Madde ile Mânânın; Ruh ile Vücûdun; Akıl ile Zekânın Buluştuğu Adres
Abdülhakim ALTUNTOP -- İSLAM ve BİLİM
İNSAN ve BUNALIMLARI
** İnsan rûhu huzur, sükûn ve mutluluk aramaktadır. O,
sonu gelmeyen sürekli bir mutluluğun peşindedir. Gerçek huzura
ancak o zaman kavuşacağını hayal eder. Fakat gerek bedenî ve
fizik yapısı, gerekse çevresini kuşatan dış güç ve şartlar, ona
bu hayalini gerçekleştirme imkânı vermez. İnsan açıkça görmekte
ve bilmektedir ki, onun fizik ve fizyolojik yetenekleri,
hedeflerine ulaşabilmesi için yeterli değildir. Açıkçası insan,
kendine yetmediğinin farkındadır. Bu bakımdan ilerisi için
belirleyeceği amaçları gerçekçi bir hayat anlayışıyla ciddî
olarak gözden geçirmek zorundadır. Güç ve yetenekleriyle
orantılı olmayan aşırı ve uç istekler, onu çok arzuladığı iç
huzuru ve mutluluktan iyice uzaklaştırır. Günümüz gençlerinden
pek çoğunun iç dünyasını karartan hedonist (haz ve zevk düşkünü)

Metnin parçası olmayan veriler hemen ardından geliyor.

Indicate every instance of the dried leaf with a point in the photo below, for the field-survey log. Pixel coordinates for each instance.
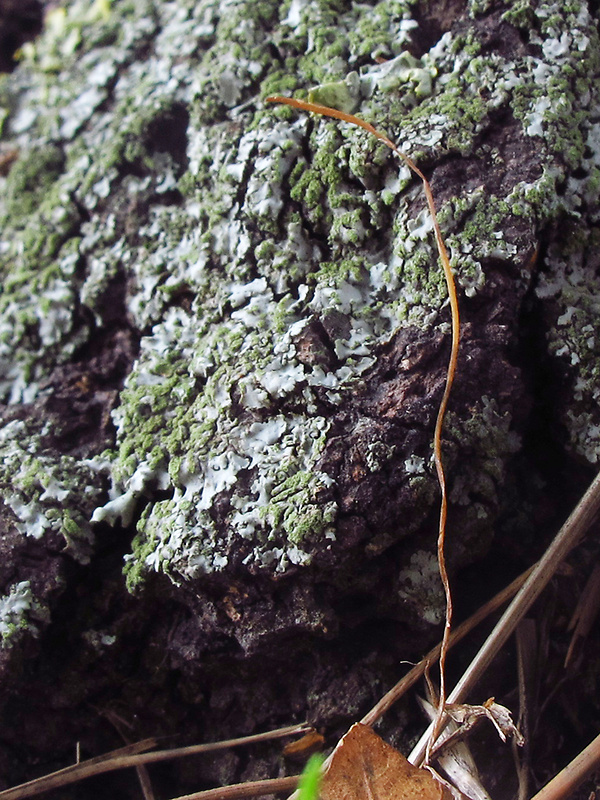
(364, 767)
(456, 760)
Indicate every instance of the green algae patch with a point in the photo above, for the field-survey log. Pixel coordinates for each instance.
(266, 258)
(48, 494)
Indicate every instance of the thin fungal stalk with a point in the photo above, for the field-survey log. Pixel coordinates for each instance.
(326, 111)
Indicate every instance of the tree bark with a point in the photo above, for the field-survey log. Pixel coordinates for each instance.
(223, 341)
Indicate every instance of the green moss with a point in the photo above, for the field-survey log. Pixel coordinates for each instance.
(30, 179)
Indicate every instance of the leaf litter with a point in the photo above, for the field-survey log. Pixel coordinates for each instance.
(362, 766)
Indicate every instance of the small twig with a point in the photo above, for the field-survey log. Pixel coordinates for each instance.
(326, 111)
(70, 774)
(250, 789)
(120, 759)
(526, 636)
(568, 779)
(567, 537)
(411, 677)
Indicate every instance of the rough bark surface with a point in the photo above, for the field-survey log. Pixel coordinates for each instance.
(223, 342)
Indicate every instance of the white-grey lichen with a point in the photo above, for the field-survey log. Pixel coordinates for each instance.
(260, 239)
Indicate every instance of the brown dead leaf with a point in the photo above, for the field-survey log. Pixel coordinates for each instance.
(364, 767)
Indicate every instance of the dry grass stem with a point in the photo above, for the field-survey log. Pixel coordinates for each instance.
(326, 111)
(568, 779)
(411, 677)
(123, 758)
(250, 789)
(585, 614)
(567, 537)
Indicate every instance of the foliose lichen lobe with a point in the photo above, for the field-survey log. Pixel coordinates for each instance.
(265, 256)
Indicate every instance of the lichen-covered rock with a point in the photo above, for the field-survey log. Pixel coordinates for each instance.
(279, 271)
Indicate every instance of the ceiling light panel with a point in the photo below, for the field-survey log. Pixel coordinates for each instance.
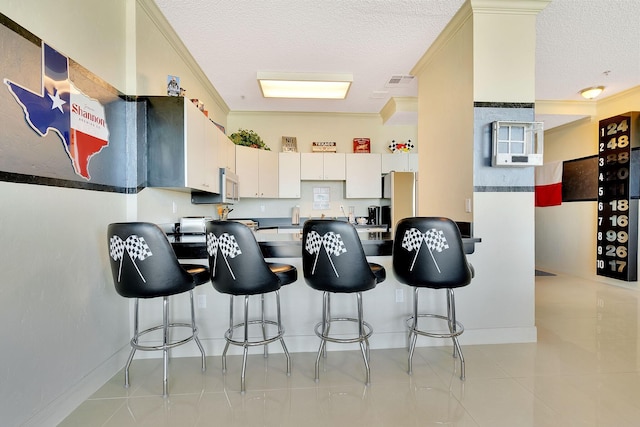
(304, 85)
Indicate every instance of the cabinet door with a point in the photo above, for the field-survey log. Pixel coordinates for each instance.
(268, 173)
(289, 175)
(231, 154)
(334, 166)
(363, 176)
(247, 159)
(194, 145)
(413, 162)
(311, 166)
(398, 162)
(211, 157)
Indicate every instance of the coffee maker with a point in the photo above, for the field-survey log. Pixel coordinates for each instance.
(375, 216)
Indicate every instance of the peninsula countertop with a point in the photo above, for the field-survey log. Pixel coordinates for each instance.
(289, 245)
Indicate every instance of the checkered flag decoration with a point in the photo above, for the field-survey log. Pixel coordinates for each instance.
(136, 248)
(333, 245)
(228, 246)
(434, 239)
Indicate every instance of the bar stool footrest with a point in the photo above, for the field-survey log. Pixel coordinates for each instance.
(458, 331)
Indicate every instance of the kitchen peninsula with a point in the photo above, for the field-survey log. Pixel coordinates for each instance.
(288, 245)
(386, 307)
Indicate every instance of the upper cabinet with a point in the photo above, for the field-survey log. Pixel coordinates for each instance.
(182, 146)
(226, 151)
(257, 171)
(400, 162)
(289, 175)
(363, 176)
(322, 167)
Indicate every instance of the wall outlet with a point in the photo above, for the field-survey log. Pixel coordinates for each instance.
(202, 301)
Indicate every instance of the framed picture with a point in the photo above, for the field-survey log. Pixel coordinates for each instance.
(289, 144)
(173, 86)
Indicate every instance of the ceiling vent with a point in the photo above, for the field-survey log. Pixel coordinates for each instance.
(400, 80)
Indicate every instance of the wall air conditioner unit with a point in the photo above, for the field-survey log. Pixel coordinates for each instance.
(517, 144)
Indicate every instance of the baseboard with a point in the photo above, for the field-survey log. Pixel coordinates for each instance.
(65, 403)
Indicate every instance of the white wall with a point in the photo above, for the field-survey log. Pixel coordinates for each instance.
(64, 326)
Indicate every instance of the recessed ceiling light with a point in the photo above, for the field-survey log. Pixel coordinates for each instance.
(591, 92)
(304, 85)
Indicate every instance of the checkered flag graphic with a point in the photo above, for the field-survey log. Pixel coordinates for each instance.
(434, 240)
(333, 245)
(212, 250)
(228, 246)
(135, 246)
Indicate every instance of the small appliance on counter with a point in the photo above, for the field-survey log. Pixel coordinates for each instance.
(193, 224)
(375, 216)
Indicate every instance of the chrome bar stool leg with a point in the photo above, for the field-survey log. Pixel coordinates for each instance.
(134, 342)
(281, 333)
(364, 344)
(245, 349)
(194, 329)
(226, 346)
(264, 326)
(165, 349)
(457, 350)
(413, 336)
(325, 331)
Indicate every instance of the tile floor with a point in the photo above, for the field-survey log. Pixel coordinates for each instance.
(583, 371)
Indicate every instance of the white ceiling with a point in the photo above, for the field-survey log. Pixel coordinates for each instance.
(580, 43)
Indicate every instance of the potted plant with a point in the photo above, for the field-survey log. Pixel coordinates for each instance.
(248, 138)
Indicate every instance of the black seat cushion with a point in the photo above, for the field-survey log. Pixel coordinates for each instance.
(378, 271)
(143, 263)
(236, 262)
(333, 259)
(200, 273)
(428, 252)
(286, 273)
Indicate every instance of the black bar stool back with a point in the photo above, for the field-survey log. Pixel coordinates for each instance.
(144, 266)
(239, 269)
(334, 262)
(428, 253)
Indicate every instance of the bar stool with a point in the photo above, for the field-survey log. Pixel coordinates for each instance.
(144, 266)
(333, 261)
(239, 269)
(428, 253)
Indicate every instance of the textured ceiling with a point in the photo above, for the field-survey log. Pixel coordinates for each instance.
(580, 43)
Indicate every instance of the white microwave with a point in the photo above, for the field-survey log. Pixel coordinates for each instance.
(229, 186)
(229, 190)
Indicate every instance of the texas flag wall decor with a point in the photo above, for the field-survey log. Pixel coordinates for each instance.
(548, 181)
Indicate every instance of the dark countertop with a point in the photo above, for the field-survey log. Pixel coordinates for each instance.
(289, 245)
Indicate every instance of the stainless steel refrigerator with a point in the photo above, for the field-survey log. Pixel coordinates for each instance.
(399, 197)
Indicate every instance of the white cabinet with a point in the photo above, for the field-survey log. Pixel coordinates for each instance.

felsefe ve zihniyetin teşvîk ettiği çılgın eğlence maceralarının
körpe beyinleri nasıl uyuşturduğunu çok ibret verici
örnekleriyle görmekteyiz. Hep bu dünyadan daha fazla kâm alma,
daha çok ve sürekli haz duyma isteği, günümüzün süper
devletlerini bile çaresizlik içinde kıvrandıran alkol ve
uyuşturucu ibtilâsının baş sorumlusu değil midir?
Bir yandan kumar merakı, diğer taraftan erotizm ve pornografinin
körüklediği anormal seks düşkünlüğünün ortaya çıkardığı sefalet
ve rezalet tablosunda yine haz düşkünü mantalitenin (anlayışın)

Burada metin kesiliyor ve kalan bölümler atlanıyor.